In the wake of Gezen’s death, his uncle, Ahmet Gezen, declared that the reason his nephew hanged himself was to draw attention to the improper isolation of Abdullah Ocalan, the jailed leader of the outlawed Kurdistan Workers’ Party (PKK), and not because of psychological problems. However, Tekirdag Prosecutor’s Office negated the uncle’s explanation, saying that he just hanged himself.
Leyla Güven, an HDP parliamentarian, initiated a partial and indefinite hunger strike on November 7, 2018, demanding an end to the isolation of Ocalan. Since then, participation in the strike has been spreading among Kurdish inmates across Turkey, as well as HDP lawmakers.
Ocalan, who has been serving his life sentence since 1999, has been held mostly in solitary confinement in Imrali, an island prison in the Marmara Sea. He has not been allowed to see his lawyers since 2011, and the last time he was allowed to see his family was in 2014.
He has also been barred from meeting with pro-Kurdish People’s Democratic Party (HDP) lawmakers since April 2015, when the peace process that was aiming to end the decades-long conflict between the ruling Justice and Development Party (AKP) and PKK failed.

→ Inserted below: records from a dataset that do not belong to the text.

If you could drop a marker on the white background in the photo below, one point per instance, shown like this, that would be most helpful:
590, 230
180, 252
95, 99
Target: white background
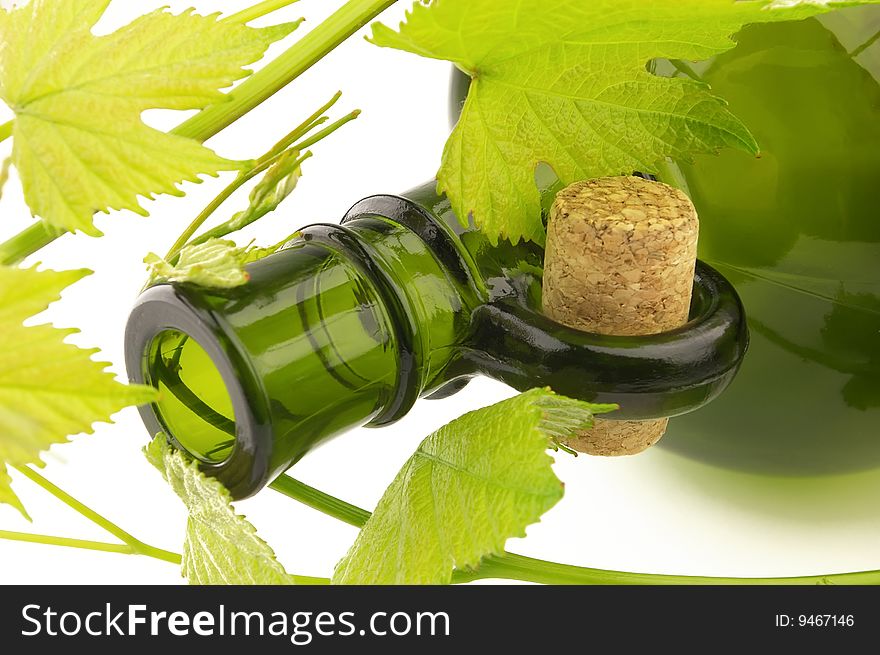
654, 513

In a press release, HDP called on the Turkish government to act responsibly and fulfill the demand of breaking the isolation. “From now on, the government will be politically responsible for every negative consequence and death,” HDP warned.
Turkey accuses the HDP of having links with PKK, an accusation that HDP denies. Several party seniors, including the co-chair Selahattin Demirtas, have been in jail on various charges, including “managing a terrorist organization”.
PKK, listed as a terrorist organization by Turkey, the EU, and the United States, has been fighting for self-rule in the predominantly Kurdish region southeast of Turkey since the 1980s.